The Institute on Taxation and Economic Policy said its analysis found “that the bottom 80 percent of the state’s income distribution would collectively see a tax hike under the Brownback plan, while the best off 20 percent of Kansans would see substantial tax cuts.”
The Washington, D.C., research group, which advocates for progressive taxes, added, “For most middle- and low-income Kansans, the tax break from the income tax rate cuts would be completely offset by the loss of income tax credits and itemized deductions, as well as a higher sales tax rate.”
Senate Democratic Leader Anthony Hensley of Topeka called Brownback’s proposal “Robin Hood in reverse.”
Hensley said of Brownback, “He is stealing from the poor and giving to the rich.”
Brownback says plan is pro-growth
Brownback, a Republican, has proposed decreasing state income tax rates, eliminating the state income tax for thousands of businesses, doing away with numerous tax credits and deductions, and keeping the state sales tax at 6.3 cents per dollar, which under current law is supposed to drop to 5.7 cents per dollar in 2013.

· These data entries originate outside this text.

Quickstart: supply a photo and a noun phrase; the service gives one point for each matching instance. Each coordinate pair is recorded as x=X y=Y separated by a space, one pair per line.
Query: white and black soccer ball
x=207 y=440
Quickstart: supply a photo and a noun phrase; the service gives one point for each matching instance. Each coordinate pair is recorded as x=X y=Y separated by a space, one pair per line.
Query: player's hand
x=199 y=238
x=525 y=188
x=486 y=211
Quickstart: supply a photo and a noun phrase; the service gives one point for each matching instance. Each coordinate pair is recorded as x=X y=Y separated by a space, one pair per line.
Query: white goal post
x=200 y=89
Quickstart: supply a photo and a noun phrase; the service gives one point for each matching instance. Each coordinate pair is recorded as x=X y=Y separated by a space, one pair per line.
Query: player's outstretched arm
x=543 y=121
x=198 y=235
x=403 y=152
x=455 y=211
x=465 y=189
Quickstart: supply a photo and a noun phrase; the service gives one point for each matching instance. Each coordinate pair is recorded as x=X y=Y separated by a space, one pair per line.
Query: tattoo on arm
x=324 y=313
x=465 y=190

Brownback has said his proposal will lure businesses to Kansas and spur economic development. He said his intent is to eventually phase out the state income tax.
“I firmly believe these reforms will set the stage for strong economic growth in Kansas – and will put more money into the pockets of Kansas families and businesses,” Brownback said in his State of the State address.
“Growth that will allow us to further reduce tax rates and increase our competitiveness. Growth that will see people move to Kansas instead of leaving our state,” he said.
More numbers emerging
As a group, low-income families would see an astronomical tax increase, according to Kansas Department of Revenue figures released by legislators.
The amount of individual income tax revenue would decrease by 12 percent overall, but it would affect different groups of taxpayers differently.
Those Revenue Department figures show there were 564,328 Kansas tax filers with adjusted gross incomes of $25,000 or less in the 2009 tax year. Currently, that group receives a total refund of $1.7 million. Under Brownback’s plan, that group would have a total tax liability of $86.5 million. That is more than a 5,000 percent increase in tax liability and averages $156 more per filer.
Meanwhile, there are 21,158 Kansas tax filers with adjusted gross incomes of $250,000 or more. Under Brownback’s plan, they would pay an average of $5,239 less in taxes, and as a group $110.8 million less than now, which is a 18.5 percent tax cut.
Kansas Democratic Party Chairwoman Joan Wagnon, who also served as the state’s chief tax official for eight years, said Brownback has picked banks and wealthy corporations over people.
“This isn’t even remotely fair, and it drains funding from education,” Wagnon said.
Under Brownback’s plan, individual Kansans will lose $180 million in tax credits, while banks and wealthy corporations would retain nearly all of their credits, said Wagnon, who served as secretary of the Kansas Department of Revenue from 2003 until 2011.
Brownback’s plan would get rid of the home mortgage interest deduction, the charitable contribution deduction, child care and dependent care deductions, the Earned Income Tax Credit, the tax credit for families who adopt children, and the sales tax on food rebate program.
Removing the rebate on sales taxes paid on food will take money from more than 365,000 Kansans, while ending the state portion of the EITC would hurt more than 227,000 working Kansans, Wagnon said.
Brownback has said he planned to take funds saved from junking the EITC and plow them into programs to help the poor.
Hensley said this runs counter to Republican rhetoric “to reward work and not reward welfare.”